TWENTYNINE PALMS, Calif. - The Corps is pushing back against pressure from other services to extend combat deployments in Iraq, the commandant told Marine families Monday.

Pressure to extend the already yearlong tours of individual Marine augments in Iraq is mounting in the wake of the Army's recent decision to extend its combat tours from 12 to 15 months, Commandant Gen. James Conway said during a town hall meeting at Camp Pendleton, Calif.

"I'm sorry, we're not going to do that. We are not going to a longer cycle," he said. "We've had some reverse pressure on us to justify seven months when the Army is going to 15."
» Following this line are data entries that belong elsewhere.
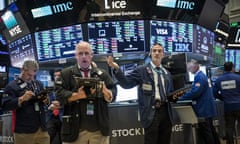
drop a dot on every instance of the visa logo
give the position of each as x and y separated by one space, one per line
50 10
9 19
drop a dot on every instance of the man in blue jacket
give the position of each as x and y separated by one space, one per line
23 96
154 84
203 104
227 89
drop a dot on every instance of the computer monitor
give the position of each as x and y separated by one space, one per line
233 55
58 43
203 68
174 36
21 50
204 40
12 24
117 37
126 95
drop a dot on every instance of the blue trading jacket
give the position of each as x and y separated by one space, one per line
27 119
227 89
202 96
143 77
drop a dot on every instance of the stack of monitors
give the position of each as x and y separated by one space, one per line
3 41
233 55
175 37
57 43
218 53
21 50
12 24
204 40
117 36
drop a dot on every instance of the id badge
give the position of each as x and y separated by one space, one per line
90 109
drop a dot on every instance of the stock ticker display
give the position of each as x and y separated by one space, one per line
12 24
233 55
218 53
21 50
204 40
175 37
117 36
57 43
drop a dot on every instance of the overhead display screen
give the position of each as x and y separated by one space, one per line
12 24
204 40
233 55
57 43
44 14
218 53
117 36
21 50
175 37
107 10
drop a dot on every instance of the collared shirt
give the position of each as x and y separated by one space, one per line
155 76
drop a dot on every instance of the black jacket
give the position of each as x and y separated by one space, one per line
66 85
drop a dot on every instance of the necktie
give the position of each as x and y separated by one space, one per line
85 71
160 85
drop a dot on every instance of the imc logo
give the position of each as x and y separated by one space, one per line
9 19
50 10
181 4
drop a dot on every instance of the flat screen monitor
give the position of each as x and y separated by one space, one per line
204 40
177 10
128 68
126 95
57 43
203 68
44 76
21 50
3 68
233 55
48 14
174 36
215 72
175 64
13 73
117 36
3 41
107 10
218 53
12 24
234 36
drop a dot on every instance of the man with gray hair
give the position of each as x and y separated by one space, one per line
203 104
25 98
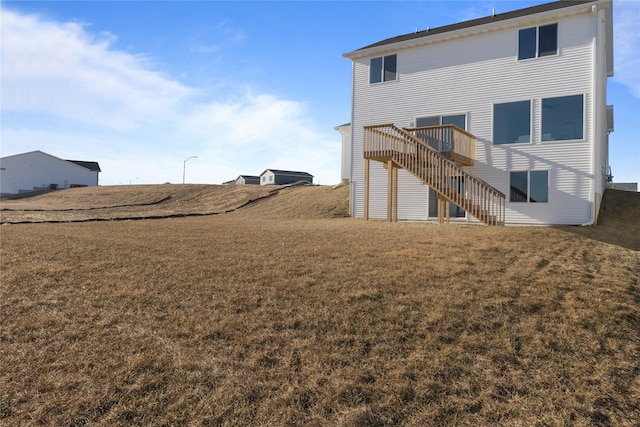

Over a protracted period, however, the time deployed is about the same, he explained. In the span of 27 months, a soldier will have been deployed 15 months. The 15-month deployment is aimed at ensuring soldiers have 12 months at home, Conway said. Marines, however, are averaging about seven months home between their seven-month deployments, totaling about 14 months deployed out of 28 months, he said. Most Marines at the battalion level and below deploy for seven months, while a small number of leathernecks at the group or regimental level pull yearlong tours.

Conway, who is on a West Coast tour of Marine bases, reiterated that the ongoing increase to the Corps' end strength- which will bring the force up to 202,000 Marines by 2011 - will go a long way toward stretching time between deployments from the current seven months to his goal of 14 months.

The current combat tempo, however, is affecting the Corps' ability to respond to other situations, Conway said later in the day when he met with Marine families at Marine Corps Air Station Miramar.

"There is a 3,500-person requirement for police training in Afghanistan," Conway said. "We've basically put that one on hold saying that is too large. We can't manage that right now with everything else that's going on."

While adding thousands of Marines to the rolls would alleviate pressure long term, the Corps faces the more immediate challenge of recruitment.

"For May and June, the Army did not make their recruiting quotas and that's against last year's numbers. That doesn't include their plus-up of an additional 7,000 or so a year," Conway said. "I'm concerned what that means to us in the long term."